WASHINGTON (Reuters) – Chief Justice John Roberts  of the US Supreme Court rejected on Tuesday a request from  opponents of gay marriage to put on hold a new law that allows  same-sex couples to wed in Washington, DC.

Roberts acted right before the law takes effect on  Wednesday. In December, the city council adopted a measure  which adds the nation’s capital to the five states that already  allow same-sex marriage.

Opponents of gay marriage argued there should be a public  referendum on the law, which expands the definition of marriage  to include same-sex couples, before it takes effect.

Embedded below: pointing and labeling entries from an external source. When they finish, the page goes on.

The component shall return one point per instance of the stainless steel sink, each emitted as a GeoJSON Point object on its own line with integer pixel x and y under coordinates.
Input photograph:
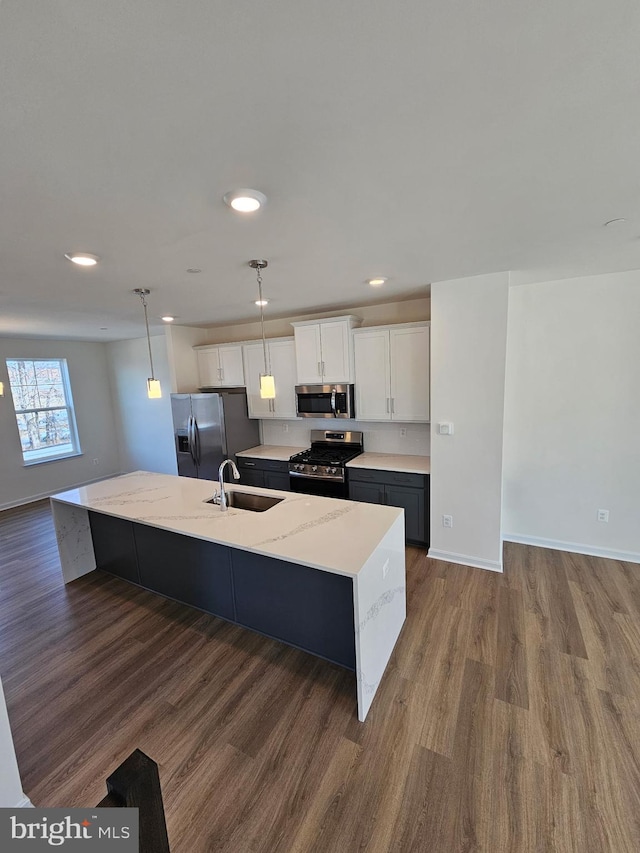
{"type": "Point", "coordinates": [246, 500]}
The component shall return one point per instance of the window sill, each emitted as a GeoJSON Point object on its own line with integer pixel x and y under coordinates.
{"type": "Point", "coordinates": [52, 458]}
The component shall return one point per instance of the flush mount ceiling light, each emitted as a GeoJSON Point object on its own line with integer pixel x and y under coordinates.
{"type": "Point", "coordinates": [154, 391]}
{"type": "Point", "coordinates": [267, 382]}
{"type": "Point", "coordinates": [83, 259]}
{"type": "Point", "coordinates": [245, 200]}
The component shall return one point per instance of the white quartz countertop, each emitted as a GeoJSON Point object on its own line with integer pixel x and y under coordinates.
{"type": "Point", "coordinates": [324, 533]}
{"type": "Point", "coordinates": [392, 462]}
{"type": "Point", "coordinates": [272, 451]}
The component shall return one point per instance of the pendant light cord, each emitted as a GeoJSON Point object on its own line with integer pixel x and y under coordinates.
{"type": "Point", "coordinates": [267, 368]}
{"type": "Point", "coordinates": [146, 323]}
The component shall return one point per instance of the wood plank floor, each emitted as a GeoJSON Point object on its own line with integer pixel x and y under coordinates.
{"type": "Point", "coordinates": [508, 718]}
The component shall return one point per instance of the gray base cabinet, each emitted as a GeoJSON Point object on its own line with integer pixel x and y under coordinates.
{"type": "Point", "coordinates": [394, 488]}
{"type": "Point", "coordinates": [114, 546]}
{"type": "Point", "coordinates": [301, 606]}
{"type": "Point", "coordinates": [266, 473]}
{"type": "Point", "coordinates": [190, 570]}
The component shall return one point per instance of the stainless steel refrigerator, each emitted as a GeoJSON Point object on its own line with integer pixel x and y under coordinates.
{"type": "Point", "coordinates": [209, 428]}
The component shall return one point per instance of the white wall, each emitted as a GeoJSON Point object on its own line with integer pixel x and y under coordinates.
{"type": "Point", "coordinates": [411, 310]}
{"type": "Point", "coordinates": [468, 351]}
{"type": "Point", "coordinates": [11, 794]}
{"type": "Point", "coordinates": [88, 374]}
{"type": "Point", "coordinates": [377, 437]}
{"type": "Point", "coordinates": [183, 363]}
{"type": "Point", "coordinates": [572, 415]}
{"type": "Point", "coordinates": [145, 427]}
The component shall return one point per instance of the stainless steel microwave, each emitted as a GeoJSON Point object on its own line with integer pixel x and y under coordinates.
{"type": "Point", "coordinates": [325, 401]}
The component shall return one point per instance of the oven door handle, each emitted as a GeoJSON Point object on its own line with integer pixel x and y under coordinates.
{"type": "Point", "coordinates": [333, 479]}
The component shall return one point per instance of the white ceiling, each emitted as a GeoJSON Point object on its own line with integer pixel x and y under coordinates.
{"type": "Point", "coordinates": [418, 139]}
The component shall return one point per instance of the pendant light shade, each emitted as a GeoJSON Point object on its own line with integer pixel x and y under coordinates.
{"type": "Point", "coordinates": [267, 381]}
{"type": "Point", "coordinates": [154, 391]}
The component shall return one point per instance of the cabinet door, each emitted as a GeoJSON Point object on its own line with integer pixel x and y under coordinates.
{"type": "Point", "coordinates": [231, 367]}
{"type": "Point", "coordinates": [410, 374]}
{"type": "Point", "coordinates": [310, 609]}
{"type": "Point", "coordinates": [253, 367]}
{"type": "Point", "coordinates": [372, 382]}
{"type": "Point", "coordinates": [208, 368]}
{"type": "Point", "coordinates": [283, 367]}
{"type": "Point", "coordinates": [189, 570]}
{"type": "Point", "coordinates": [277, 480]}
{"type": "Point", "coordinates": [412, 502]}
{"type": "Point", "coordinates": [370, 493]}
{"type": "Point", "coordinates": [114, 546]}
{"type": "Point", "coordinates": [335, 349]}
{"type": "Point", "coordinates": [308, 355]}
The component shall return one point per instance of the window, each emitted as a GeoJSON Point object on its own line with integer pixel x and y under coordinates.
{"type": "Point", "coordinates": [44, 408]}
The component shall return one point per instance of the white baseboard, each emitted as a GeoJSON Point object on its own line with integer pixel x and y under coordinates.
{"type": "Point", "coordinates": [32, 498]}
{"type": "Point", "coordinates": [474, 562]}
{"type": "Point", "coordinates": [575, 547]}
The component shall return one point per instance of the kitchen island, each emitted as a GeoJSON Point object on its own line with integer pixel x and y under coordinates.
{"type": "Point", "coordinates": [325, 575]}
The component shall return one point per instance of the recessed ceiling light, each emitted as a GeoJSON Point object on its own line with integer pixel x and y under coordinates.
{"type": "Point", "coordinates": [83, 259]}
{"type": "Point", "coordinates": [245, 200]}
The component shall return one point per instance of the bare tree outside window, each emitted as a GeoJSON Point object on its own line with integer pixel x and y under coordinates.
{"type": "Point", "coordinates": [44, 408]}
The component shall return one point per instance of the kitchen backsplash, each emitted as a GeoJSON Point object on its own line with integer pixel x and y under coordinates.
{"type": "Point", "coordinates": [378, 437]}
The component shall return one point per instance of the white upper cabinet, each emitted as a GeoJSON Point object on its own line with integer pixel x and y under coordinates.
{"type": "Point", "coordinates": [392, 373]}
{"type": "Point", "coordinates": [373, 374]}
{"type": "Point", "coordinates": [220, 366]}
{"type": "Point", "coordinates": [281, 354]}
{"type": "Point", "coordinates": [324, 351]}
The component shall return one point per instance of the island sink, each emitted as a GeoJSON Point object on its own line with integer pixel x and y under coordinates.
{"type": "Point", "coordinates": [244, 500]}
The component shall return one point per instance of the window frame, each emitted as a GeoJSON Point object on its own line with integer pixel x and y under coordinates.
{"type": "Point", "coordinates": [68, 407]}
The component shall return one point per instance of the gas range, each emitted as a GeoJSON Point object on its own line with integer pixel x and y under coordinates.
{"type": "Point", "coordinates": [324, 461]}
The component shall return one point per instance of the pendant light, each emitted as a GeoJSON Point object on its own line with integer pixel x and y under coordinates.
{"type": "Point", "coordinates": [154, 391]}
{"type": "Point", "coordinates": [267, 382]}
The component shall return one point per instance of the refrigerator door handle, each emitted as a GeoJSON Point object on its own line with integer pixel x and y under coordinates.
{"type": "Point", "coordinates": [196, 442]}
{"type": "Point", "coordinates": [190, 438]}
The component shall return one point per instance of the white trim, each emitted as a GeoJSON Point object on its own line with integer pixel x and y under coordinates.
{"type": "Point", "coordinates": [574, 547]}
{"type": "Point", "coordinates": [475, 562]}
{"type": "Point", "coordinates": [33, 498]}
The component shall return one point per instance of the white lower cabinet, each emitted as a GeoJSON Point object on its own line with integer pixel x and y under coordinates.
{"type": "Point", "coordinates": [220, 366]}
{"type": "Point", "coordinates": [281, 354]}
{"type": "Point", "coordinates": [392, 373]}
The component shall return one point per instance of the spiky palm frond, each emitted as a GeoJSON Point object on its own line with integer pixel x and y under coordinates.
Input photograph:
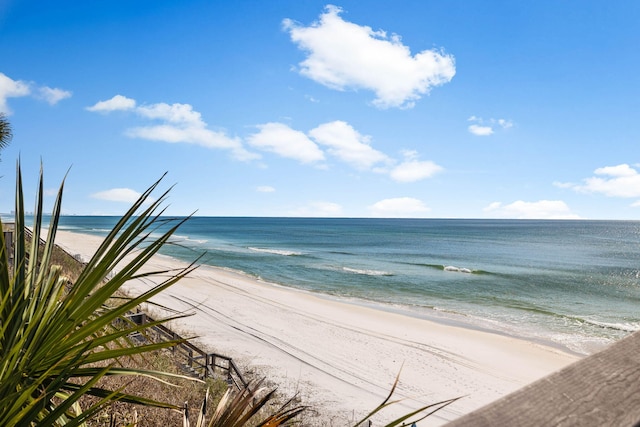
{"type": "Point", "coordinates": [5, 131]}
{"type": "Point", "coordinates": [58, 339]}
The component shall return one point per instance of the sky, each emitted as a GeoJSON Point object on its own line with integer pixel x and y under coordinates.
{"type": "Point", "coordinates": [288, 108]}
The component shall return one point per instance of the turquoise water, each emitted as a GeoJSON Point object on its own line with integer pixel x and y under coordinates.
{"type": "Point", "coordinates": [574, 284]}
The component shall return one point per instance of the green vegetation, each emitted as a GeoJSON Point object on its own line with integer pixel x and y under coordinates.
{"type": "Point", "coordinates": [5, 132]}
{"type": "Point", "coordinates": [65, 356]}
{"type": "Point", "coordinates": [57, 338]}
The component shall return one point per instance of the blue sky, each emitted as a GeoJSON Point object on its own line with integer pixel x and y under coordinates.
{"type": "Point", "coordinates": [443, 109]}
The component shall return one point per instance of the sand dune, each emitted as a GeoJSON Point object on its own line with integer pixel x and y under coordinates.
{"type": "Point", "coordinates": [342, 357]}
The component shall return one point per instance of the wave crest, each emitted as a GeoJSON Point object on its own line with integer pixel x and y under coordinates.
{"type": "Point", "coordinates": [367, 272]}
{"type": "Point", "coordinates": [282, 252]}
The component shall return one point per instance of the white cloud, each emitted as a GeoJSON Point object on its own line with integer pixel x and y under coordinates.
{"type": "Point", "coordinates": [319, 209]}
{"type": "Point", "coordinates": [481, 130]}
{"type": "Point", "coordinates": [172, 113]}
{"type": "Point", "coordinates": [543, 209]}
{"type": "Point", "coordinates": [117, 103]}
{"type": "Point", "coordinates": [53, 95]}
{"type": "Point", "coordinates": [346, 144]}
{"type": "Point", "coordinates": [343, 55]}
{"type": "Point", "coordinates": [286, 142]}
{"type": "Point", "coordinates": [481, 127]}
{"type": "Point", "coordinates": [265, 189]}
{"type": "Point", "coordinates": [118, 195]}
{"type": "Point", "coordinates": [11, 89]}
{"type": "Point", "coordinates": [400, 207]}
{"type": "Point", "coordinates": [412, 169]}
{"type": "Point", "coordinates": [613, 181]}
{"type": "Point", "coordinates": [179, 124]}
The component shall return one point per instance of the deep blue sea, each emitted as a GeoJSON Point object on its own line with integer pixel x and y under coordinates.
{"type": "Point", "coordinates": [574, 284]}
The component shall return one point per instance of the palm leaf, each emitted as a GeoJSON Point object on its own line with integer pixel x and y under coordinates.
{"type": "Point", "coordinates": [59, 339]}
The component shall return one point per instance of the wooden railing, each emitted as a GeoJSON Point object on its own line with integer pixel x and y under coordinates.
{"type": "Point", "coordinates": [193, 359]}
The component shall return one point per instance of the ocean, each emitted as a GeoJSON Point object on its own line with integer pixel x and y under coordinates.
{"type": "Point", "coordinates": [572, 284]}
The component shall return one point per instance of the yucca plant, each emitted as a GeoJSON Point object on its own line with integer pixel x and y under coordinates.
{"type": "Point", "coordinates": [59, 339]}
{"type": "Point", "coordinates": [245, 407]}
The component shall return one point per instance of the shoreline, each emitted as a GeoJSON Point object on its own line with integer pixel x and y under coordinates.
{"type": "Point", "coordinates": [341, 357]}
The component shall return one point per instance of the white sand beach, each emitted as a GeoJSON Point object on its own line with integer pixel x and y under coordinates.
{"type": "Point", "coordinates": [343, 358]}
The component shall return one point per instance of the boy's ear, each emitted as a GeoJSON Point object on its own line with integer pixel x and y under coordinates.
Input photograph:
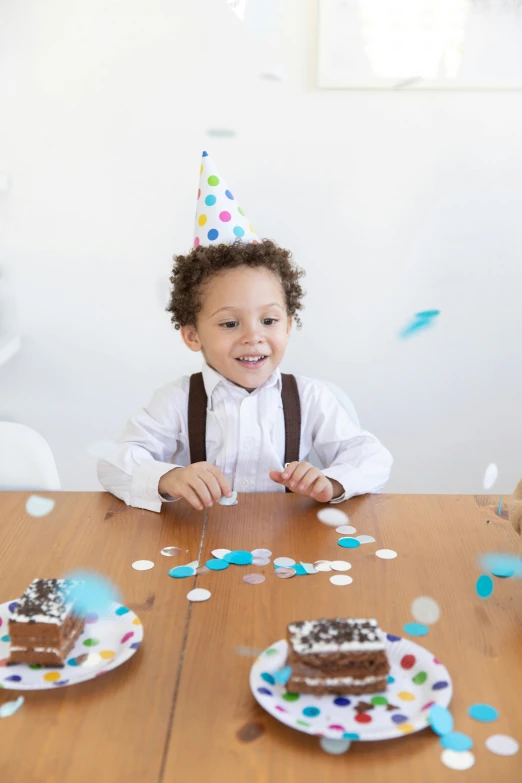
{"type": "Point", "coordinates": [190, 338]}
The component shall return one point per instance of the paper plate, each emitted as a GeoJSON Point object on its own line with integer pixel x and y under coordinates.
{"type": "Point", "coordinates": [104, 644]}
{"type": "Point", "coordinates": [417, 680]}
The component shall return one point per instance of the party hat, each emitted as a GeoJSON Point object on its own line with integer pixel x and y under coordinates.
{"type": "Point", "coordinates": [219, 218]}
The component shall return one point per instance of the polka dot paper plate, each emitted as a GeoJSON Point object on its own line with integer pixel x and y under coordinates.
{"type": "Point", "coordinates": [104, 644]}
{"type": "Point", "coordinates": [417, 680]}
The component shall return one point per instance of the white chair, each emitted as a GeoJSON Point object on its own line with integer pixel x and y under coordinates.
{"type": "Point", "coordinates": [349, 408]}
{"type": "Point", "coordinates": [26, 460]}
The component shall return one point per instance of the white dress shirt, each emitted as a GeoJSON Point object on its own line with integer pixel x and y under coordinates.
{"type": "Point", "coordinates": [245, 440]}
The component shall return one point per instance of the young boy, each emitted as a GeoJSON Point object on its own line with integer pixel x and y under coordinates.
{"type": "Point", "coordinates": [240, 423]}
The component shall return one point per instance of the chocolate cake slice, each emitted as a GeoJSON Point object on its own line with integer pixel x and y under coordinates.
{"type": "Point", "coordinates": [337, 656]}
{"type": "Point", "coordinates": [44, 627]}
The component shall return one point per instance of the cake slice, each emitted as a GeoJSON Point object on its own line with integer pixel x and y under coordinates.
{"type": "Point", "coordinates": [337, 656]}
{"type": "Point", "coordinates": [43, 627]}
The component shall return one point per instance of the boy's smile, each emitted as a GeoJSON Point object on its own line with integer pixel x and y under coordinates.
{"type": "Point", "coordinates": [243, 326]}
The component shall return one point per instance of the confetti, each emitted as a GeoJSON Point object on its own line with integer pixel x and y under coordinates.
{"type": "Point", "coordinates": [253, 579]}
{"type": "Point", "coordinates": [365, 539]}
{"type": "Point", "coordinates": [180, 572]}
{"type": "Point", "coordinates": [332, 517]}
{"type": "Point", "coordinates": [386, 554]}
{"type": "Point", "coordinates": [483, 713]}
{"type": "Point", "coordinates": [440, 719]}
{"type": "Point", "coordinates": [340, 565]}
{"type": "Point", "coordinates": [220, 553]}
{"type": "Point", "coordinates": [10, 707]}
{"type": "Point", "coordinates": [333, 746]}
{"type": "Point", "coordinates": [171, 551]}
{"type": "Point", "coordinates": [490, 476]}
{"type": "Point", "coordinates": [456, 759]}
{"type": "Point", "coordinates": [286, 562]}
{"type": "Point", "coordinates": [349, 543]}
{"type": "Point", "coordinates": [425, 610]}
{"type": "Point", "coordinates": [341, 579]}
{"type": "Point", "coordinates": [284, 573]}
{"type": "Point", "coordinates": [416, 629]}
{"type": "Point", "coordinates": [455, 740]}
{"type": "Point", "coordinates": [37, 506]}
{"type": "Point", "coordinates": [143, 565]}
{"type": "Point", "coordinates": [484, 586]}
{"type": "Point", "coordinates": [199, 594]}
{"type": "Point", "coordinates": [502, 745]}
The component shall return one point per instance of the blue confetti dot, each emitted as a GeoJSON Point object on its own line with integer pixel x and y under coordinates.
{"type": "Point", "coordinates": [455, 740]}
{"type": "Point", "coordinates": [483, 712]}
{"type": "Point", "coordinates": [441, 719]}
{"type": "Point", "coordinates": [349, 543]}
{"type": "Point", "coordinates": [416, 629]}
{"type": "Point", "coordinates": [484, 586]}
{"type": "Point", "coordinates": [217, 565]}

Roberts refused to put the law on hold and said the local  Board of Elections, the city’s superior court and its court of  appeals all had rejected the request for a referendum.

Roberts said the Supreme Court’s practice has been to defer  to local court decisions on District of Columbia matters of  exclusive local concern. Roberts also said the US Congress  has allowed the law to go into effect.

All local legislation in the District of Columbia, home to  590,000 people, must undergo a mandatory 30-day review period  by Congress before it can become law.

The states of Massachusetts, Iowa, Vermont, Connecticut and  New Hampshire already allow same-sex marriage.

City officials have said that Wednesday probably will be  the first day same-sex couples can apply for a marriage  licence.